New Radiant Storm Kings have been on the scene in Massachusetts for over a decade, sticking true to a post- grunge, college-rock sound and timbre throughout.
With a five-year gap between their new album, The Steady Hand and their last you can’t help but wonder if their sound will have changed slightly to adhere to the indie rock status quo (a la Coldplay). Thankfully, by the sounds of things, they haven’t.
While compared to the likes of Teenage Fan Club and Dinosaur Jr. you’re more likely to pick up on elements of good old post-grunge bands, particularly mid-generation Foo Fighters and early Pearl Jam and while New Radiant Storm Kings may produce a sound of their own The Steady Hand is more likely to attain positive criticism via its comparability to bygone bands successful sounds.
From the offset The Steady Hand provides us with fun filled tunes, such as “The Winding Staircase” an up-beat pop-rock focused track with added delicately vocalised lyrics. Next in line is “Accountant Of The Year”, a slightly heavier track with a bass line that sounds similar to some of Kerbdog’s mellower moments from “On The Turn”.
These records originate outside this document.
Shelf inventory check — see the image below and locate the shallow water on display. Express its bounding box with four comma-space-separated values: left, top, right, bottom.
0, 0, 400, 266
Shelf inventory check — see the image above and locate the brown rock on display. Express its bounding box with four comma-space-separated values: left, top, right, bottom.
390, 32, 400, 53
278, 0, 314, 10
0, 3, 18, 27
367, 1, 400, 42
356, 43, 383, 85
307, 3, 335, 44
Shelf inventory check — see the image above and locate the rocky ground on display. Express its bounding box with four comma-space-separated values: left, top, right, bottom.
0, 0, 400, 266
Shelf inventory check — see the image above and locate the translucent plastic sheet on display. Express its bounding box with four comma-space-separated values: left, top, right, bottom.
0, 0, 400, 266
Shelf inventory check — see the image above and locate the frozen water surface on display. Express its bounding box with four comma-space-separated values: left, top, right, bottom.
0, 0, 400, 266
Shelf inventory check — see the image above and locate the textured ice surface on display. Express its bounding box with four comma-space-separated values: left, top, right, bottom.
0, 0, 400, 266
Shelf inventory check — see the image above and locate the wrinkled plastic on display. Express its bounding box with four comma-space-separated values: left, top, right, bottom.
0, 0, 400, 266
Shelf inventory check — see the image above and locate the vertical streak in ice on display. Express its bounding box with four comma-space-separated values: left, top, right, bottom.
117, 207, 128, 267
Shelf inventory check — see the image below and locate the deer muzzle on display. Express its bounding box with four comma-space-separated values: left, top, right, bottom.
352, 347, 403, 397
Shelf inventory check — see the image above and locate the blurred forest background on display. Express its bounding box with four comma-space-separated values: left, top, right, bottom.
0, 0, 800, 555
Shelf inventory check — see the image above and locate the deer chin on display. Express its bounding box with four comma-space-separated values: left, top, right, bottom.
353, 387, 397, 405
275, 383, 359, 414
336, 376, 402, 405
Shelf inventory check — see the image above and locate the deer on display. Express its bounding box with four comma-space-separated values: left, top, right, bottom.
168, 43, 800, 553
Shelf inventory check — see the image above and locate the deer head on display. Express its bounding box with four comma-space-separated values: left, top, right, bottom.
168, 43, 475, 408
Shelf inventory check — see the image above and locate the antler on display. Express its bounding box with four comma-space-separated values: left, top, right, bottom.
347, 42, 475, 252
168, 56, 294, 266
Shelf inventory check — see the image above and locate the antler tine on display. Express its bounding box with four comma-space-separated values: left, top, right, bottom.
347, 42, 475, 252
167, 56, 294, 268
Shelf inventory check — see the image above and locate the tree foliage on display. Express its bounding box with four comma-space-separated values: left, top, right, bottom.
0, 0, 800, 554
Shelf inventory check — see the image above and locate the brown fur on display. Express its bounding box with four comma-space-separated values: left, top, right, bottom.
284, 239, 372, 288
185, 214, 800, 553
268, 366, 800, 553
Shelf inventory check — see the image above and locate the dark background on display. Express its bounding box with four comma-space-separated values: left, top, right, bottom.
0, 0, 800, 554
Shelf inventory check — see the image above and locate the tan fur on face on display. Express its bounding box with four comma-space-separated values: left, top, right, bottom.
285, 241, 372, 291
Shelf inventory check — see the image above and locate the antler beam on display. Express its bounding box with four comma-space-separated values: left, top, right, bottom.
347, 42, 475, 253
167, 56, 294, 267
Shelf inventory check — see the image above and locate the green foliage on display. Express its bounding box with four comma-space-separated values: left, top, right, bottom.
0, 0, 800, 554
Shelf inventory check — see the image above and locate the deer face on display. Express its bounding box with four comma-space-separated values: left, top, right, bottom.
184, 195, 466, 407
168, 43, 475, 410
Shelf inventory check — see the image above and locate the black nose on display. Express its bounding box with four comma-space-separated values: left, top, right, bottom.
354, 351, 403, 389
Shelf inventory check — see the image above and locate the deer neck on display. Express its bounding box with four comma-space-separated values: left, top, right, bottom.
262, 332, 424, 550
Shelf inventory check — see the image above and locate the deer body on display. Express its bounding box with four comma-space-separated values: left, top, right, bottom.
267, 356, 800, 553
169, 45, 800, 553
“Anthym” perhaps shows the closest resemblance to the Foo Fighters sound mentioned before; with fast, yet downplayed guitars and drums allowing Pinkerton’s voice presidency and, while Pinkerton’s voice is first-rate in its own right, you’ll be hard pressed not to think of it as a good Dave Grohl impersonation.
Later in the album “Hands and Eyes” provides a great guitar riff with just a smidgen of hard post-grunge of the My Bloody Valentine variety and while it never quite reaches that style fully, it is easily one of the better tracks on the album, allowing a lateral element to emerge within the otherwise normalcy of The Steady Hand
It sounds like an insult to say the best part of an album is the end, but with The Steady Hand the mellower, more nostalgic tracks are “Yardsale Legacy” and the penultimate “Come On And Let Yourself Win”. “Yardsale…” with its laid-back vocals and smooth guitars rhythms provides a placid environment for the remainder of the album, making you pine for hot summer evenings. “Come On And Let Yourself Win”, meanwhile, brings the tempo up slightly while keeping a soft, melodious focus to the sound.
Overall The Steady Hand doesn’t break any moulds or step into new terrain, nor does it intend to; New Radiant Storm Kings have produced an album that while feeling eight or so years out of date hopefully might remind people just how good the indie/post-grunge scene once was. The Steady Hand then, is a passive appendix to a now retro scene and an album that will remind everyone just how good it all once was.